At issue is a 2011 DOJ Office of Legal Counsel opinion on the Wire Act. Under the interpretation, online sports betting was deemed to fall afoul of federal law, while other forms of online gaming were declared not to violate the law, giving states the option to pursue non-sports online gaming if they so choose.

Since that decision, Nevada, Delaware, New Jersey and Pennsylvania have passed state laws legalizing and regulating forms of online gambling. In 2017, New Jersey signed onto a Multi-State Internet Gaming Agreement allowing individuals in the state to play poker at the same virtual table as those in Nevada and Delaware, which first joined the online gaming ranks in 2014.

Titus’ letter came in response to a letter from Sens. Lindsey Graham, a Republican from South Carolina, and Dianne Feinstein a Democrat from California—both veteran members of the Senate Finance Committee—in which they called on Rosenstein to reverse course with respect to online gaming. Some members of the New Jersey delegation sent a letter to Rosenstein in January similar to Titus’s.

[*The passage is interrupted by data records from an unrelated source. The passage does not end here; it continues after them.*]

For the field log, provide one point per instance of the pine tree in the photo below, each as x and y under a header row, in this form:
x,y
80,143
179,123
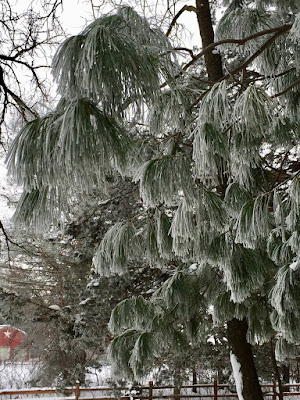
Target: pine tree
x,y
213,148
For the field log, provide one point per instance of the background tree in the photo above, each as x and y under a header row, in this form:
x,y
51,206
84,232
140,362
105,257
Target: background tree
x,y
215,160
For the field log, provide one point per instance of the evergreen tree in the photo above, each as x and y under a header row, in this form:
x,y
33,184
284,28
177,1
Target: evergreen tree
x,y
213,147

In her letter, the Nevada Democrat argued that Graham and Feinstein were exaggerating the effects of online gaming on children.

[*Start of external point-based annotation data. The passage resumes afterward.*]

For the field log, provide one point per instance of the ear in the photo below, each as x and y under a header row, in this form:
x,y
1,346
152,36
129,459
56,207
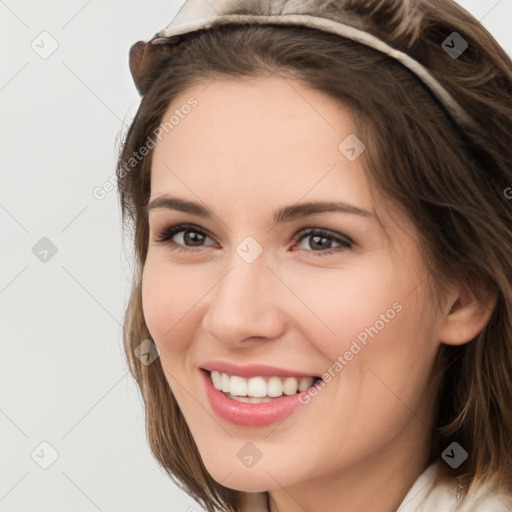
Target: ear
x,y
467,316
143,58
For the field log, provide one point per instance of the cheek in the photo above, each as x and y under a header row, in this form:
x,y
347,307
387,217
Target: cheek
x,y
164,299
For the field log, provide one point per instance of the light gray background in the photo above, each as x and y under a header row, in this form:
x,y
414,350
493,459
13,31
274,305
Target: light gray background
x,y
62,371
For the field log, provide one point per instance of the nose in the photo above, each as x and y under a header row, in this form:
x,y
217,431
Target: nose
x,y
246,304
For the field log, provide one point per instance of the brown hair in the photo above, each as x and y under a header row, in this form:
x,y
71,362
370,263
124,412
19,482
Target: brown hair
x,y
450,183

“The Graham-Feinstein letter uses fear tactics and hyperbolic language to emphasize their distaste for online gaming,” Titus wrote. “While they claim ‘online gaming preys on children,’ in Nevada there are effective technological safeguards in place to verify age and location, and regulators can impose additional requirements to further mitigate the risk of play by minors.”

According to Titus’s office, there is a concern among “major gaming interests” in Nevada about the future of the 2011 DOJ opinion because of possible changes by President Donald Trump’s administration.

Specifically, the gaming industry is concerned about Rosenstein, who oversees gaming issues since Attorney General Jeff Sessions recused himself. Sessions’ recusal occurred because he hired a lawyer during his confirmation process who had ties to online-gambling opponent Sheldon Adelson.  

Gaming supporters were heartened by Sessions’ recusal because he appeared to support reversing the 2011 opinion, but now they are concerned about Rosenstein, who has a history of cracking down on online gaming. When he was U.S. Attorney for Maryland, Rosenstein indicted Bodog.com in 2012 for illegal sports gambling and money laundering.